5 Metal Packaging Materials
1 INTRODUCTION:
The commercial packaging of foods in metal containers began in the early 19th century, following on from the discovery in the 1790s by the French confectioner Nicolas Appert of a method of conserving all kinds of food substances in containers, a method to which the term canning is now applied indiscriminately, whether the container is made from tinplate, aluminum, glass or plastics. The earliest can makers were tin-smiths who turned out tin plate containers with skill and imagination, in a variety of sizes and shapes. Both ends were soldered to the body, with a hole about 25mm in diameter at the top. After can was filled through this hole a metal disc was soldered into place. Mechanization of the can making process was made possible by the development of a method called double seeming, to attach ends to the soldered can body. Even though many of the fundamental manufacturing processes, such as double seaming and body forming were developed in the late 19th century, the evolution of can making continues. Related technologies such as metallurgy and food engineering are also advancing, creating new applications for the metal packaging materials. Of the total estimated world market of metal cans about 78% is accounted for drink cans and about 18% for processed food cans. The remainder are aerosol and general line cans. Drink cans may be divided into those for non-carbonated drinks (liquid coffee, tea, sports drinks etc.) and carbonated beverages (soft drinks and beer), many of which pass through a pasteurisation process.
2 CONTAINER PERFORMANCE REQUIREMENTS
Metal packages for food products must perform the following basic functions if the contents are to be delivered to the ultimate consumer in a safe and wholesome manner:
1. Preserve and protect the product
2. Resist chemical actions of product
3. Withstand the handling and processing conditions
4. Withstand the external environment conditions
5. Have the correct dimensions and the ability to be practically interchangeable with similar products from other supply sources (when necessary)
6. Have the required shelf display properties at the point of sale
7. Provide easy opening and simple/safe product removal
8. Should be constructed from recyclable raw materials.
In addition, these functions must continue to be performed satisfactorily until well after the end of the stated shelf life period. Most filled food and drink containers for ambient shelf storage are subjected to some form of heat process to increase the shelf life of the product. The heat process cycles used to achieve this are particularly severe and the containers must be designed so as to withstand these conditions of temperature and pressure cycles in a steam or water atmosphere. After heat processing, when the can temperature has returned to ambient, there will normally be a negative pressure in the can, i.e. a vacuum. Under these conditions, the food product itself does not provide any strength to the can to resist external loads.
In the case of carbonated beverage cans, which form the bulk of drink cans filled, once the container is closed, the carbonation pressure continues to provide significant physical support to the container until the moment of opening.

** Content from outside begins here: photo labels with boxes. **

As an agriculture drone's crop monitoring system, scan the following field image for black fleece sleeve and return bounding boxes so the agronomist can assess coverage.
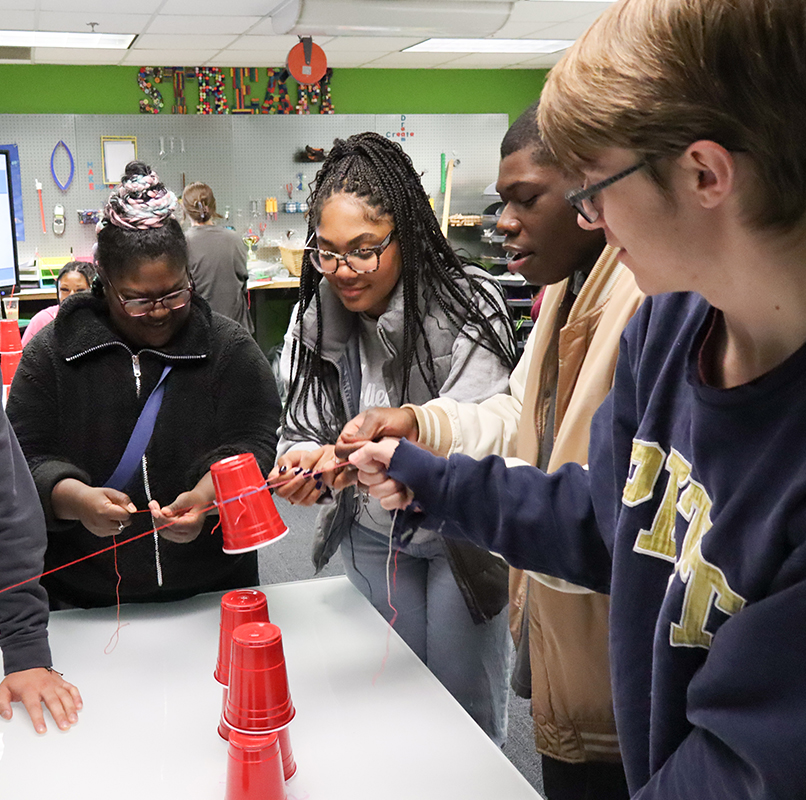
[0,394,51,675]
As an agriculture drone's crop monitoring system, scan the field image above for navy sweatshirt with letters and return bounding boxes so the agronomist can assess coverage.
[389,294,806,800]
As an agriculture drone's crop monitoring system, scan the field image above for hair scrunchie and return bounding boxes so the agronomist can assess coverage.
[95,171,177,231]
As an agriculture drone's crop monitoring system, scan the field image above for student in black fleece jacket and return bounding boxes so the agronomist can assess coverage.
[8,162,280,607]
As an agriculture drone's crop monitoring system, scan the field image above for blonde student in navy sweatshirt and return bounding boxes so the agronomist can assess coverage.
[346,0,806,800]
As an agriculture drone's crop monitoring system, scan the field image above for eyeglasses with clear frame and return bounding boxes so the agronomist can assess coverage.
[305,228,395,275]
[106,278,193,317]
[565,161,647,222]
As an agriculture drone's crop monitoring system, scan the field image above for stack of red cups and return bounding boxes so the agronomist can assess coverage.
[0,319,22,402]
[214,589,297,800]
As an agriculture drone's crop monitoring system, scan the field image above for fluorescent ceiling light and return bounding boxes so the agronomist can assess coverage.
[401,39,574,53]
[0,31,136,50]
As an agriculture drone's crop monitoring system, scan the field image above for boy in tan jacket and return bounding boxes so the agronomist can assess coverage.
[337,104,643,800]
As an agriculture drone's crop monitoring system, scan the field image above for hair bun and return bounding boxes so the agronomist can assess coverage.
[97,161,176,230]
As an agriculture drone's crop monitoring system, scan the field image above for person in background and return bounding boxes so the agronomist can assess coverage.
[182,183,255,333]
[8,166,280,607]
[22,261,95,347]
[271,133,515,744]
[350,0,806,800]
[0,387,82,733]
[340,103,643,800]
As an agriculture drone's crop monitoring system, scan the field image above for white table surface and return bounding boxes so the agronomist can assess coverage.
[0,577,540,800]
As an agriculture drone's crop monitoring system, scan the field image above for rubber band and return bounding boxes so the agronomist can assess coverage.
[0,461,350,594]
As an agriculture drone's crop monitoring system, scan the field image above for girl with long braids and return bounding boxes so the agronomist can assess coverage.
[272,133,515,744]
[7,162,280,607]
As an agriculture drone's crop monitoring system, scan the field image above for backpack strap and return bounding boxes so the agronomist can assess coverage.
[104,364,172,492]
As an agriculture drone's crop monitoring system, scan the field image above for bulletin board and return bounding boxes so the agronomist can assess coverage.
[0,114,509,262]
[101,136,137,186]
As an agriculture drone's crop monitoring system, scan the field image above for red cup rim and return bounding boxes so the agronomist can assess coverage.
[222,528,288,556]
[226,706,297,736]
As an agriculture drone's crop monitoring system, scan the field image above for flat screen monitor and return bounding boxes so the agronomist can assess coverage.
[0,148,20,296]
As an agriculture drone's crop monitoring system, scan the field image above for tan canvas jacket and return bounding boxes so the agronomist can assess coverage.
[413,247,644,762]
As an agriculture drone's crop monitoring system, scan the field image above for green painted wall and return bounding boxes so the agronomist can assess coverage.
[0,64,546,121]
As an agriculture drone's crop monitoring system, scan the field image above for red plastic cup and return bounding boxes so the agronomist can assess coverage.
[213,589,269,686]
[224,622,295,733]
[218,700,297,781]
[0,352,22,386]
[218,686,232,742]
[210,453,288,554]
[277,727,297,781]
[225,731,286,800]
[0,319,22,353]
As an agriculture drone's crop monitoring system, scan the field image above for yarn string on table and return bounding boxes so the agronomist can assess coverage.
[0,461,350,594]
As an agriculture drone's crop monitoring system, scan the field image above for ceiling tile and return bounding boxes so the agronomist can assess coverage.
[120,47,218,67]
[131,33,235,51]
[491,22,556,39]
[315,36,423,53]
[436,53,548,69]
[366,53,457,69]
[209,47,288,66]
[2,10,36,31]
[31,47,126,64]
[160,0,283,17]
[228,35,299,53]
[36,11,151,33]
[148,14,260,34]
[38,0,162,15]
[508,53,563,69]
[539,20,590,39]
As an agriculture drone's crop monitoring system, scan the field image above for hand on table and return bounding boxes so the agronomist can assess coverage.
[350,437,414,511]
[335,408,420,459]
[51,478,137,537]
[269,444,355,506]
[0,667,84,733]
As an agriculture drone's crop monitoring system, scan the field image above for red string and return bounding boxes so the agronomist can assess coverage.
[0,461,350,594]
[104,534,129,655]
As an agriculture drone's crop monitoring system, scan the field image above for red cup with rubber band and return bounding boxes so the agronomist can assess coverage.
[214,589,269,686]
[225,731,286,800]
[224,622,295,733]
[0,319,22,353]
[277,727,297,780]
[210,453,288,554]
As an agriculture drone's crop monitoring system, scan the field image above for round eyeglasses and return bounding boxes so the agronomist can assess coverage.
[305,229,395,275]
[565,161,647,222]
[107,278,193,317]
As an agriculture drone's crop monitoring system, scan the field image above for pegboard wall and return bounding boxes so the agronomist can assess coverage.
[0,114,509,262]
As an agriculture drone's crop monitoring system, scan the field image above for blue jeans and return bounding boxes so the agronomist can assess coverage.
[339,524,511,747]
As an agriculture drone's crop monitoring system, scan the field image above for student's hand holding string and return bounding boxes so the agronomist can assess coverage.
[0,667,83,733]
[148,472,215,544]
[51,478,137,537]
[269,444,353,506]
[350,437,414,511]
[336,408,420,459]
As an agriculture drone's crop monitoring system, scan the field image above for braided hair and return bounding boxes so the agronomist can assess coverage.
[93,161,188,282]
[283,132,515,442]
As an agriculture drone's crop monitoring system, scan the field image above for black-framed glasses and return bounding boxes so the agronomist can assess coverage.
[305,228,395,275]
[565,161,647,222]
[106,278,193,317]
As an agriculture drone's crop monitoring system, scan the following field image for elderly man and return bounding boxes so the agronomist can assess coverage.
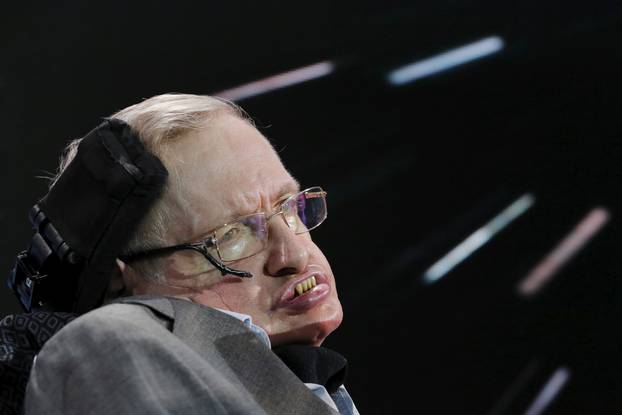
[25,94,358,414]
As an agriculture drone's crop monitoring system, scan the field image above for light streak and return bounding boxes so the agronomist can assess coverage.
[518,207,610,297]
[423,193,535,284]
[387,36,504,86]
[212,61,335,101]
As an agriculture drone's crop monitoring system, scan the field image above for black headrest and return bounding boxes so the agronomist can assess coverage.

In the case of still liquids, such as juices, nitrogen gas may be used to provide the necessary internal pressure for rigidity and compression strength.

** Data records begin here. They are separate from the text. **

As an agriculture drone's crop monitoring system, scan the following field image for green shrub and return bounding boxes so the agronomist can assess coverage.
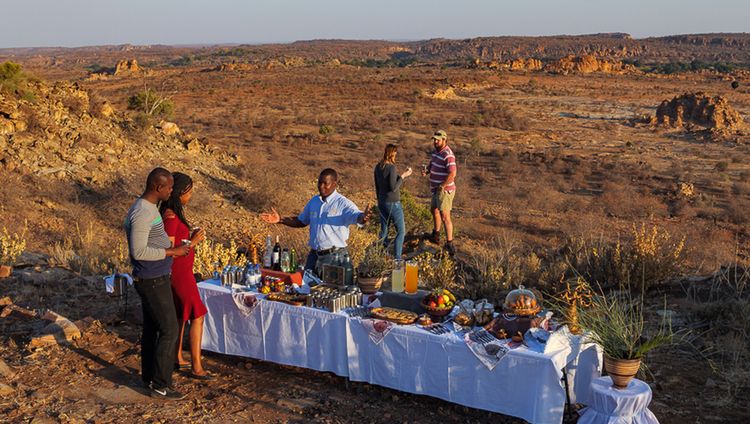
[318,125,334,136]
[128,88,174,119]
[0,62,36,97]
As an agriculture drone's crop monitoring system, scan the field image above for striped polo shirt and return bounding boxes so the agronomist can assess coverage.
[125,197,172,279]
[430,146,456,193]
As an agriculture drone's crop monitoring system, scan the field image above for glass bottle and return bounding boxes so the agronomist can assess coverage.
[279,247,291,272]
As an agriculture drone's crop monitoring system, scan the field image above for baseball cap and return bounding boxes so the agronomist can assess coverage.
[432,130,448,140]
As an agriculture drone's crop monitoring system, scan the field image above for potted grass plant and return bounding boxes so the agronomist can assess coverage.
[0,226,26,278]
[563,290,677,389]
[357,243,393,294]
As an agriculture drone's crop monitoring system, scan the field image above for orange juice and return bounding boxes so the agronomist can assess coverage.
[391,260,405,293]
[405,262,418,294]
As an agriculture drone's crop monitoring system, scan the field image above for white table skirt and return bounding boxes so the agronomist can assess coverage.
[198,282,348,377]
[198,282,601,423]
[578,377,659,424]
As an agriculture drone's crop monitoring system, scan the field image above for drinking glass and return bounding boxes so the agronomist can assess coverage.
[405,261,419,294]
[391,259,405,293]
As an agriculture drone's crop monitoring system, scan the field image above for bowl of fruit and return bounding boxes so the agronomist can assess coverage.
[422,289,456,318]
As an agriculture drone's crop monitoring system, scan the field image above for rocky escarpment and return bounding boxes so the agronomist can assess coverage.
[654,92,744,132]
[0,82,234,185]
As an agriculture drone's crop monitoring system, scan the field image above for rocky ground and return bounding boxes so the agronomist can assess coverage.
[0,254,748,423]
[0,255,536,423]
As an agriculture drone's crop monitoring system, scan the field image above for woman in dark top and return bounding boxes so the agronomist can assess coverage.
[375,144,412,259]
[159,172,213,380]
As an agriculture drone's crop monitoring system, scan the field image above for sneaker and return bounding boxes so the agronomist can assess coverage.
[445,241,456,256]
[149,383,186,400]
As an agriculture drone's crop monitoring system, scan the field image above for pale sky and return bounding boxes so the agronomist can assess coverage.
[0,0,750,48]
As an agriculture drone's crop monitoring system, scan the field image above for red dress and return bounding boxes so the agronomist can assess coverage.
[164,210,208,321]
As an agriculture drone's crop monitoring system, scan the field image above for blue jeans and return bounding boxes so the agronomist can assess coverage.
[135,275,180,388]
[378,202,406,259]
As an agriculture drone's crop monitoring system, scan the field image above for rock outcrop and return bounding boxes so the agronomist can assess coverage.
[654,92,743,132]
[508,57,544,71]
[544,55,636,75]
[114,59,143,76]
[0,82,223,186]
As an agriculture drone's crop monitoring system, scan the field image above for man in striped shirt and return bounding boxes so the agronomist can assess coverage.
[422,130,456,255]
[125,168,190,400]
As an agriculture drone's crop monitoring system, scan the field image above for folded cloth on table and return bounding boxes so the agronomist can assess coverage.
[104,274,133,293]
[232,292,258,317]
[464,328,510,371]
[544,325,580,353]
[523,327,550,353]
[302,269,323,287]
[359,319,394,344]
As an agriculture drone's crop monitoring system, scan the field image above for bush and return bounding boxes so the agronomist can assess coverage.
[50,224,130,275]
[563,225,685,290]
[128,88,174,119]
[0,225,26,265]
[0,62,35,101]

3. MERITS AND DEMERITS OF METAL PACKAGING MATERIALS
Metal cans are impermeable to moisture, gases and light. They are produced from readily available and highly recyclable materials. Metal cans are compatible with many products and offer high stacking strength, thermal stability and a good surface for decoration, printing and coating. They have potential for high-speed manufacturing and filling. Many designs today offer easy opening ends that do not require the tools to get the contents. Two-piece design of cans deletes the chances of leaking of its contents as there are no side and bottom seams.

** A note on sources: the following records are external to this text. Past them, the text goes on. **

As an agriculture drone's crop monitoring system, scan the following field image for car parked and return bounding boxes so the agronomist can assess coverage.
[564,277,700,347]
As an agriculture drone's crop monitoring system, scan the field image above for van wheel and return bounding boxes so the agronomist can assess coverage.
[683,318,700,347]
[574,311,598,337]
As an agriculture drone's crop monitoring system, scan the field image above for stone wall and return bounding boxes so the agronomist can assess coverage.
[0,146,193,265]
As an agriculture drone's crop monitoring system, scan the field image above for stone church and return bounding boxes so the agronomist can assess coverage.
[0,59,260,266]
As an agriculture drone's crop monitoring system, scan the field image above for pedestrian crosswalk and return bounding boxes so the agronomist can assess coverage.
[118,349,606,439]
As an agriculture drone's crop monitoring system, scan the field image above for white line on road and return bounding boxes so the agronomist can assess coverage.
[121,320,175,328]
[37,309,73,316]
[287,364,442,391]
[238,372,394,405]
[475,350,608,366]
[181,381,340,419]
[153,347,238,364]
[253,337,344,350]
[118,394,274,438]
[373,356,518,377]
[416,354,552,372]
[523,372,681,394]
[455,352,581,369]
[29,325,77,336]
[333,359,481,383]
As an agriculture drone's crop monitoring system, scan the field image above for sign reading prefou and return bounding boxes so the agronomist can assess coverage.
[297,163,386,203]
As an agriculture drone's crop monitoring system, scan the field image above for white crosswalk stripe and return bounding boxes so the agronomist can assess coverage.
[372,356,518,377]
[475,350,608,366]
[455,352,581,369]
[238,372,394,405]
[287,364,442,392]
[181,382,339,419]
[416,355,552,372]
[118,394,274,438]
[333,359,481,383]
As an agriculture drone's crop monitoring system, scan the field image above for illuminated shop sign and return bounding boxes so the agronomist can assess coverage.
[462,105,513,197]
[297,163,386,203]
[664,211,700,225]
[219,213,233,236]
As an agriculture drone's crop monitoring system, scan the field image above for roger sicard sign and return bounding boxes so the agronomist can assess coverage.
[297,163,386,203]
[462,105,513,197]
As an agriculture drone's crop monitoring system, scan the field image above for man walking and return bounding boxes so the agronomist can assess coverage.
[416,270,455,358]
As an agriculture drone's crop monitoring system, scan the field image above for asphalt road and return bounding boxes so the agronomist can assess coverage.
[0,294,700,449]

But, the cost of setting up of a production line for cans is high. Food processors also need a variety of sizes for different products harvested in different seasons enhancing the cost further to achieve this diversity.
4. CONTAINER DESIGNS
Regardless of the particular can-forming process used, the shapes of metal containers are very relevant to their cost, physical performance and compatibility with the filled product. For most metal food and drink containers the cost of the metal itself is 50–70% of the total container cost. The amount of metal in any particular container is the most significant cost item, and this is related to the metal thickness, temper and its surface area. In can design, metal thickness is determined by the need for physical performance in handling, processing and storage of the filled container. Surface area is determined by the volume contents and the shape of the container. For ease of manufacture and handling, most food and drink cans have a circular cross section. But, for different physical performance, cost and product uses, cans may vary from shallow to tall.
4.1 Can Configurations
The three basic types of cans are: three-piece cans, two-piece drawn and ironed cans and two-piece drawn and redrawn cans.
4.1.1 Three-piece Can
As the name suggests, it is made in three pieces: a body and two ends. The manufacture of three-piece cans involves the cutting of metal sheet into can-width strips on a machine called slitter. The slit strips are cut into body blanks and fed into a body maker, the first machine in an automatic can line. In the body maker, the body blanks are rolled, the corners are notched to remove the extra thickness of metal, and the side seam is curled into the ends and passed on to side seamers. Within three-piece category cans, there are three further classifications determined by the method used to join the side seam of the body cylinder. The methods are soldering, welding and cementing.
4.1.1.1 Soldered seams: For soldered cans, the edges of the blanks are bent, brushed with flux, passed over a gas flame and joined in a lap and lock seam while moving over a solder application seam, another burner smoothens the seam and wiper removes excess solder. The soldering seam is then treated with a lacquer. The body blank is flanged to receive the can bottom which is double seamed. The top of the can is usually applied after a filling operation. In the final step a spray coating is applied to the can interior, cured and tested for leaks.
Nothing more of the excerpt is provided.